Esa “podredumbre” a la que Stefanik se refería es (como sin duda sabe) institucional y estructural, arraigada en el corazón de la organización desde hace al menos 50 años. Ya en 1965—dos años antes de que la Guerra de los Seis Días diera a Israel el control de Judea y Samaria, Gaza y Jerusalén oriental—la Unión Soviética insistió en las sesiones de redacción de la Convención para la Eliminación de Todas las Formas de Discriminación Racial en que se incluyera una condena explícita al “sionismo” junto con el “nazismo” y el “antisemitismo”. Como observó el académico israelí Yohanan Manor, los debates en torno a la convención “demostraron a los árabes y a la Unión Soviética que era posible lograr la condena del sionismo si encontraban la manera de asegurarse el apoyo del bloque afroasiático”.
Diez años después, lo consiguieron con la aprobación de la Resolución 3379.
¿Cómo podría lograrse la abolición del comité? Hace años, el difunto diplomático estadounidense Richard Schifter me dijo: “Un número significativo de embajadores en Nueva York vota contra Israel sin recibir instrucciones de sus gobiernos. Como estas resoluciones implican cuestiones presupuestarias, requieren una mayoría de dos tercios según lo establecido en la Carta de la ONU. La solución al problema es dirigirse directamente a los jefes de gobierno y lograr que den instrucciones específicas a sus embajadores sobre cómo votar”.
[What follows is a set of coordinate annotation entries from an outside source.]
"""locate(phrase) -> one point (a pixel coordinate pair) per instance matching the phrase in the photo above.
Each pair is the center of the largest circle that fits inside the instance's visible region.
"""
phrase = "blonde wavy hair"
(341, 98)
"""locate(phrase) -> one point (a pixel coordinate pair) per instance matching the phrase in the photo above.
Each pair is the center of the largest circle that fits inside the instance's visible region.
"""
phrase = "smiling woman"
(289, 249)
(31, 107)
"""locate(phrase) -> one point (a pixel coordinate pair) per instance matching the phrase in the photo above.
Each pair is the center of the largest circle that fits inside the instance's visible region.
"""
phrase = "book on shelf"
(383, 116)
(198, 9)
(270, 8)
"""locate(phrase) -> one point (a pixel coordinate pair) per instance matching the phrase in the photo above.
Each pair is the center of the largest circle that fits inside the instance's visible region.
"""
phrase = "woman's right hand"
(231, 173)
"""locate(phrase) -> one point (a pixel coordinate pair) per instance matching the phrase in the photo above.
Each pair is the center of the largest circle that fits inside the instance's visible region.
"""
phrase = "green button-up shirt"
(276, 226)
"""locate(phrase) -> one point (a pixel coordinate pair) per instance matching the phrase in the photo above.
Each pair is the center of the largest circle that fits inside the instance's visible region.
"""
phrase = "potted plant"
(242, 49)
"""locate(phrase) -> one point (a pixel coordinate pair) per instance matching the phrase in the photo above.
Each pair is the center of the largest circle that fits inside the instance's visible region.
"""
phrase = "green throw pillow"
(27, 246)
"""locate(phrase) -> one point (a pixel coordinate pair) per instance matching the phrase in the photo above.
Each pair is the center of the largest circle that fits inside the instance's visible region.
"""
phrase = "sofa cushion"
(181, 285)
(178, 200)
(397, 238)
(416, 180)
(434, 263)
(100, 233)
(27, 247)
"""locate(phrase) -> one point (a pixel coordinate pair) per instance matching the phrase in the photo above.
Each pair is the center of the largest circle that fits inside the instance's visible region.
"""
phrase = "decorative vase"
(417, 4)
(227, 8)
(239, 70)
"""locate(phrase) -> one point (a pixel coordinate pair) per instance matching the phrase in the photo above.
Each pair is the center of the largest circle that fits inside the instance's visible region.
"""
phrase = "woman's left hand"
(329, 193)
Existe un precedente para ello: en agosto de 2020, el presidente de Ucrania, Volodímir Zelenski, retiró a su país del comité solo unos meses después de asumir el cargo. Dado su compromiso con la protección de Israel dentro de la ONU y sus agencias y departamentos, Estados Unidos debe perseguir el mismo resultado con el mayor número de países posible, entre ahora y noviembre y, si es necesario, más allá.